The downgrade reflects Moody's belief that China's financial strength will inevitably begin to sap in the near future as a result of not only its debt crisis, but also slowing potential growth. These two factors will create an increase in contingent liabilities for the government.
The paradoxical situation of China's current economic problem is that while the government has injected millions into the economy through infrastructure, real-estate, corporate deals and high-risk insurance policies, it has done so using funds that are in the form of credit. This implies that the high growth at which China's previously booming economy has been experiencing is essentially artificially stimulated: it will need the same amount of debt-fueled investment to grow at a similar pace.
Yet, China cannot afford the accumulation of more debt. Therefore, because they are unable to maintain such high investment levels as they cannot obtain more credit, the economy will slow as Moody's predicts.
The origins of China's addiction to debt can be found in the 2008 financial crisis, when Chinese growth was the highest it had ever been before at a GDP of $4.558 trillion. As global growth wavered, China spent heavily building airports and highways, all of which was financed by debt. The country's debt has recently been increasing by a value equal to about 15% of the country's output each year, rendering economy expansion between 6.5 percent and 7 percent. Debt, by the same measure, barely changed from 2001 to 2008.
The accumulation of debt has also been aided by high-risk investments such as policies offered by companies like Foresea Life Insurance. Their products promised interest rates more than double of conventional bank accounts, incentivizing scores of ordinary investors. Foresea then took increasingly speculative bets, churning the money into real estate, corporate deals and China's mercurial bond market.

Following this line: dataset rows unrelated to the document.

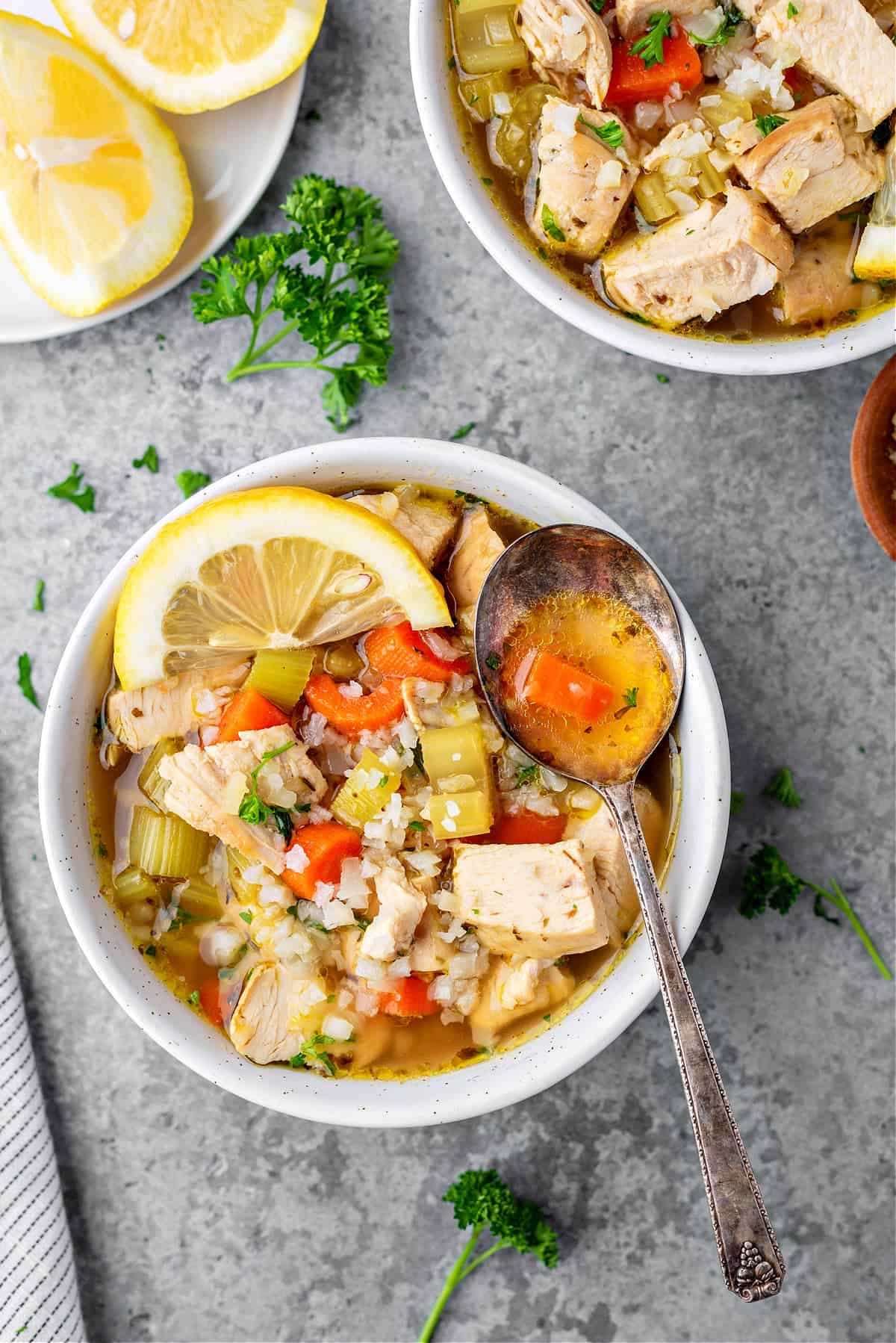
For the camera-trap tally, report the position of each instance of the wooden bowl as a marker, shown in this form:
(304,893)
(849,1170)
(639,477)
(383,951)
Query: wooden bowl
(874,459)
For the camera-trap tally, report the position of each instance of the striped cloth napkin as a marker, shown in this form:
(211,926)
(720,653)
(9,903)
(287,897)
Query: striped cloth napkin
(38,1285)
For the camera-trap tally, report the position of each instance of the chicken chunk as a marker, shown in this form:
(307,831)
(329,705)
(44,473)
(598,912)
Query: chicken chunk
(632,15)
(583,187)
(401,911)
(173,707)
(531,899)
(277,1011)
(820,284)
(603,849)
(697,266)
(509,993)
(815,164)
(840,43)
(428,527)
(200,790)
(570,46)
(476,551)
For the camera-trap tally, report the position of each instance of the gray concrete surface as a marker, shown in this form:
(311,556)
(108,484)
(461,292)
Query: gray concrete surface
(196,1216)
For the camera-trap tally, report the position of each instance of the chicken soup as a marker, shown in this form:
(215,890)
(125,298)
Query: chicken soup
(314,831)
(696,167)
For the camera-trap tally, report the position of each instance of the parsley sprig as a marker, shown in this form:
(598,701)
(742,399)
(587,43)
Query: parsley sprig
(481,1200)
(254,810)
(770,884)
(337,303)
(650,46)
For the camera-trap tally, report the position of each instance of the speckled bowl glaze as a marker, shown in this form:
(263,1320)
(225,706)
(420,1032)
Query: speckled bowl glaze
(500,1079)
(479,211)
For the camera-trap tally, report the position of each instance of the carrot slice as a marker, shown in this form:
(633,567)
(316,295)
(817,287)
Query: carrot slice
(210,1001)
(527,828)
(399,651)
(326,845)
(567,689)
(632,81)
(352,716)
(249,712)
(408,998)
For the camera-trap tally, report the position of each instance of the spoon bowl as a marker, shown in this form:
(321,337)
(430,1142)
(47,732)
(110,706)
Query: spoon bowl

Yet, the Chinese government is trying to stabilize the economy and weed out dodgy investment methods. President Xi Jinping said: "Finance is the core of a modern economy. We must do a good job in the financial sector in order to ensure stable and healthy economic development." Regulators placed a ban on most of Foresea's new policies and expelled its chairman from the insurance industry, arguing that the company was essentially selling high-yield debt even though it had permission solely to issue low-risk life insurance.
However, China still faces the challenge of slowing capital stock formation as investment accounts for a decreasing share of total expenditure. Because monetary policy is restricted by the risk of stimulating renewed capital outflows, the burden of growth will fall on to fiscal policy, which increases the prospects of collecting debt as government spending needs to be funded by external sources.
It is a shaky path ahead for China, and a solution that is both balanced and insular must be adopted.